Saturday evening saw Flick and I making our way from rainy Melbourne into the Latrobe Valley to join five hundred climate campaigners at the site of the Hazelwood Power Station. Under heavy skies, the camp had come together to challenge the continued operation of the largest single greenhouse gas emitting facility in the country, and demand a practical clean energy transition for the coal workers who have kept the colossal power station running long past its use-by date. It was a spirited and optimistic gathering; colourful, diverse and defiant, and it certainly provided a healthy break from the atmosphere that pervades climate politics on capital hill.

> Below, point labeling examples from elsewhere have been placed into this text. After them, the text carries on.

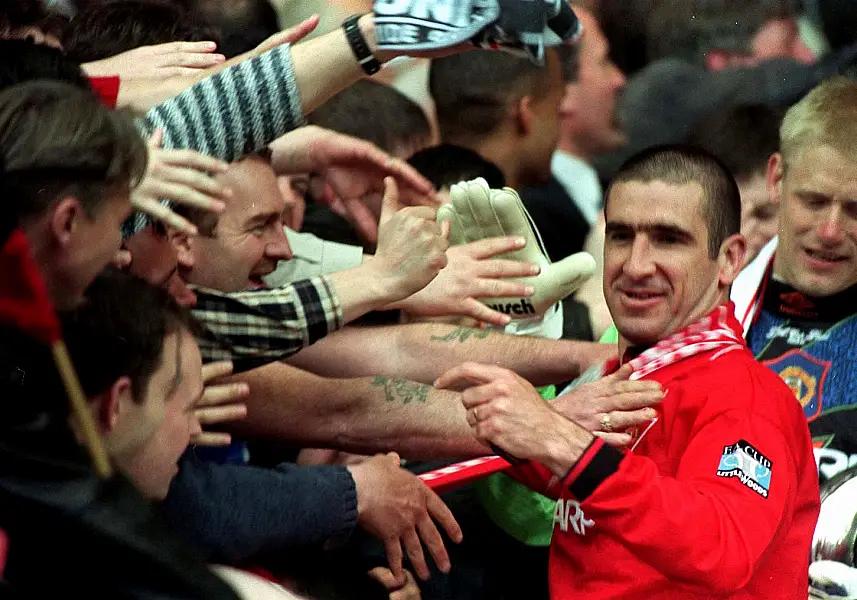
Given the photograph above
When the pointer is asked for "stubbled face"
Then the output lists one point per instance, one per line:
(658, 275)
(154, 463)
(249, 240)
(544, 134)
(758, 214)
(780, 38)
(156, 255)
(817, 194)
(589, 106)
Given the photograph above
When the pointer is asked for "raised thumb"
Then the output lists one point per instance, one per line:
(390, 204)
(563, 278)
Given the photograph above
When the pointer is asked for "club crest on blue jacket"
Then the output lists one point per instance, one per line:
(805, 375)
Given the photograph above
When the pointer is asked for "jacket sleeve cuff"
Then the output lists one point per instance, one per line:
(599, 461)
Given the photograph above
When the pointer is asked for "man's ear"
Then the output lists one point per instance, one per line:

Week two saw a complicated collision of projects we’ve been working on for months: our report into national Container Deposit Legislation (CDL), a sideways swipe at the Government’s blighted proposal for mandatory net filtering, collaborating with Senators Nick Xenophon and Barnaby Joyce on a dissenting report on foreign investment criteria, and the handing down of 12 months work by the Joint Standing Committee on Treaties on progress toward the abolition of nuclear weapons. We also moved for the Communications Minister’s radical proposal to break up Telstra to go to one of the standing committees so it can be looked at in detail.
The Container Deposit proposal builds on work done by Greens MPs Colleen Hartland MLC and Ian Cohen MLC in state parliaments, and essentially legislates for a comprehensive scheme for a 10c deposit on beverage containers which you get back when you recycle the container. The focus is coming onto the national meeting of environment ministers chaired by Peter Garrett in Perth on November 5, at which it is essential the Government adopts a national scheme after years of delay. The committee’s report into the Greens bill provides more evidence – if it were needed – that this approach is a sound way to reprocess the mountains of pointless trash that we currently landfill.
We finished the fortnight on something of a high note – for 12 months we’ve been working with the Joint Standing Committee on Treaties (JSCOT) to produce a comprehensive report on non-proliferation and nuclear weapons abolition. Minutes before the parliamentary session wound up on Thursday afternoon I had the pleasure of doing an all-party press conference to present a united front on this most polarising of issues. If the Government adopts the key recommendations to work toward a global nuclear weapons convention (NWC), we will be well on our way to playing a decisive role at the Nuclear Non Proliferation Treaty conference in New York next April. It was a fitting way to end a fortnight that began with the quiet but powerful anti-nuclear survival celebration around the campfire at Quorn.